A lire les commentaires postés sur leur site, on constate que certains des veinards ayant assisté au concert regrettent cette mise en place trop millimétrée : "aucune place à l’imprévu si ce n’est ce chignon qui se défaisait souvent". C'est probablement un faux procès qui lui est fait là. C'est ignorer que le professionnalisme des entertainers américains s'accommode assez mal de l'approximation et de l'improvisation.

Le Bon Tempo propose un petit résumé de ce premier concert parisien. Et même si elle a la pompadour qui part en vrille, elle assure grave.

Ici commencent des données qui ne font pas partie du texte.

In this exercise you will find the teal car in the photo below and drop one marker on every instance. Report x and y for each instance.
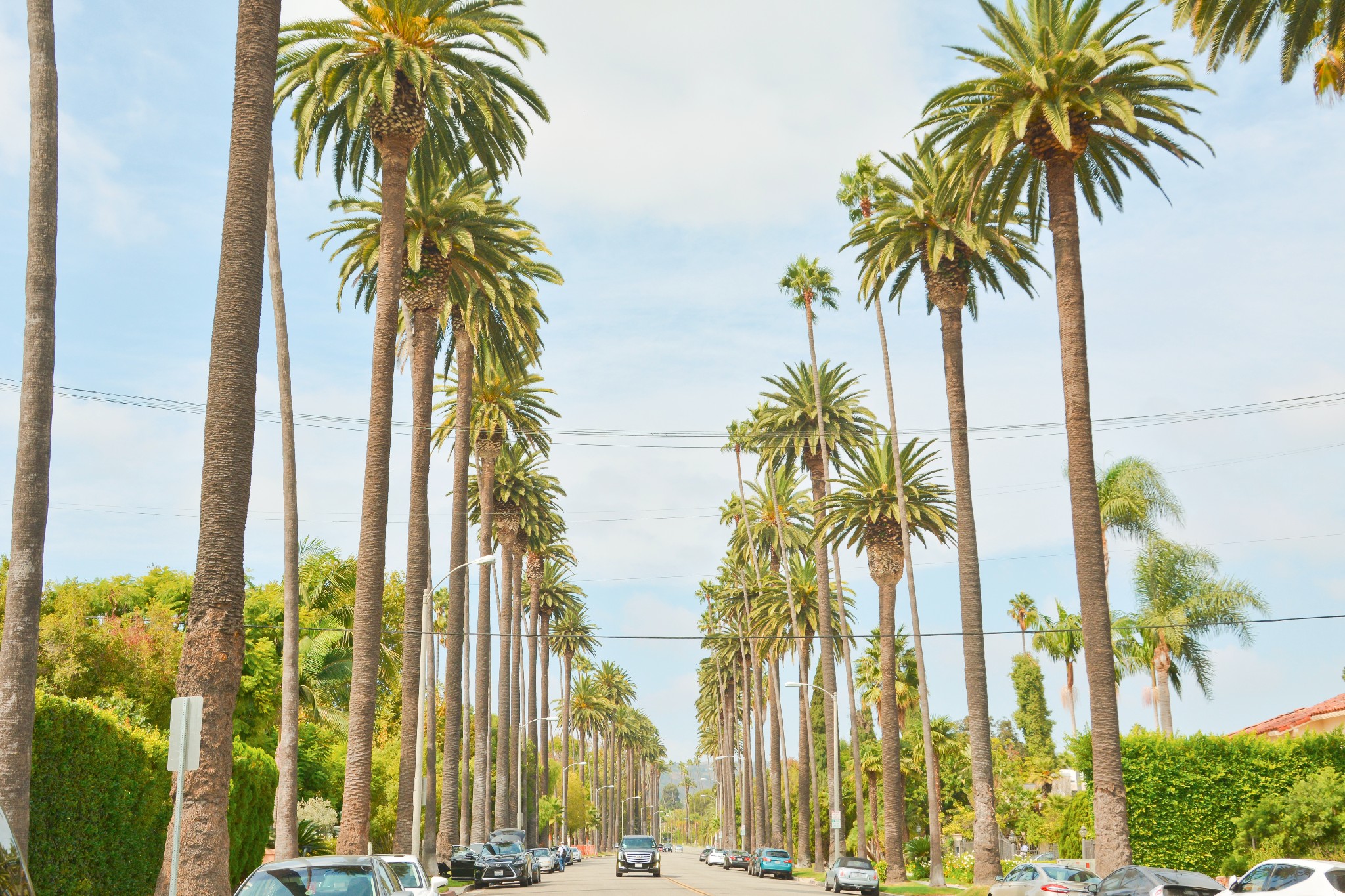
(771, 861)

Et plutôt que de juste se demander comment reproduire la coiffure de Janelle, peut-être serait-il plus intéressant de connaître le sens qu'elle donne à son look, ce qu'elle explique pour Vibrations...

"Je porte un uniforme noir et blanc pour la classe ouvrière. Ma mère était concierge, mon père conduisait des camions-poubelles, mon beau-père travaille actuellement dans un bureau de poste, ce qui fait que je suis liée à ce monde. (...) J'ai été femme de ménage avant d'aller à l'école, afin de me faire assez d'argent pour suivre mes études universitaires. Donc je comprends et je me sens liée avec ceux qui triment chaque jour, et ils doivent être motivés. Ils ont besoin d'être motivés et d'être inspirés, car ils essaient de créer quelque chose à partir de rien, et il s'agit de leur rendre hommage, ainsi qu'à mes ancêtres, à ceux qui ont travailler vraiment dur pour y arriver". (Vibrations n° 126)

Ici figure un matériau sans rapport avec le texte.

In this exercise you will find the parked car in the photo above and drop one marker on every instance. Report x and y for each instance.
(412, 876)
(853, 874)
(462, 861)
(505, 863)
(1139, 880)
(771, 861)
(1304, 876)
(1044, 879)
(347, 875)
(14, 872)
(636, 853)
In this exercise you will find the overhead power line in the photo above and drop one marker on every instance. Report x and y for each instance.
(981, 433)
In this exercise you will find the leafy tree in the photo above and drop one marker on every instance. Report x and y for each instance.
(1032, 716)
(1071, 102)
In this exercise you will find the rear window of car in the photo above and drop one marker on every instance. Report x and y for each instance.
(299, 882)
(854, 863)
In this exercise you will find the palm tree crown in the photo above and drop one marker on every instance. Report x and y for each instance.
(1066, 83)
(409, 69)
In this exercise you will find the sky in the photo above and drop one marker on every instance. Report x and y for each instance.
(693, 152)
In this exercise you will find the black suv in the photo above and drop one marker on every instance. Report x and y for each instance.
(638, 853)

Cependant, de l'interview qu'elle a accordée à Vibrations, la partie la plus surprenante est quand surgit un peu de mystère là où on s'y attend le moins. Interrogée sur le lieu de tournage du clip de "Tightrope", le Palace of the Dogs, elle répond très sibylline : "c'est un sanatorium. Je ne peux cependant pas vraiment en parler car il existe toujours et j'y ai été patiente. J'ai signé un papier dont les clauses m'empêchent de révéler tout ce qui s'y passe, les gens qui y sont et pourquoi ils y sont, mais j'y ai enregistré de la musique". Et si le journaliste la relance et lui demande de dire pourquoi elle a enregistré là-bas, la réponse est sans la moindre ouverture : "non, je ne peux pas".

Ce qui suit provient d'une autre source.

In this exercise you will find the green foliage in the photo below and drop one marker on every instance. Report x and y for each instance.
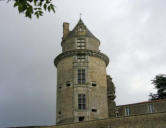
(34, 7)
(160, 84)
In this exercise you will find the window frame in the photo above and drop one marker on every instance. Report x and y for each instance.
(81, 43)
(127, 111)
(81, 101)
(150, 108)
(81, 76)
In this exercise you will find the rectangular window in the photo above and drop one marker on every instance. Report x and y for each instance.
(81, 58)
(81, 102)
(81, 44)
(150, 108)
(93, 83)
(127, 111)
(81, 76)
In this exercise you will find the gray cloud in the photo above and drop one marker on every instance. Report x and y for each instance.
(132, 34)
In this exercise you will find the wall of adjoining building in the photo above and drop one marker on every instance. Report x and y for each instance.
(153, 120)
(141, 108)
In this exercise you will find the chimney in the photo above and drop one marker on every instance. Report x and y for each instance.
(65, 30)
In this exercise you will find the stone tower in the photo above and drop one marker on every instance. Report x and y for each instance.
(81, 77)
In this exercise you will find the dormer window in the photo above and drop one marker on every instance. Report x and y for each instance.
(80, 29)
(80, 43)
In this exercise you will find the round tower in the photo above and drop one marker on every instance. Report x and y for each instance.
(81, 77)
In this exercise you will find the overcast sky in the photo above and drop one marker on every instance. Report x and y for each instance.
(132, 35)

Pourquoi donc être allée filmer là-bas si le lieu est si secret ? Si ce n'est bien sûr pour justement attirer l'attention. Quelle raison l'a amenée à en être une patiente ? Y a-t-elle signé un pacte ? Et lequel ? Est-ce avec le diable en échange d'une carrière de star ? Y est-elle devenue une cyborg, une androïde ? Dans pareille situation, l'imagination sera toujours plus belle que la réalité.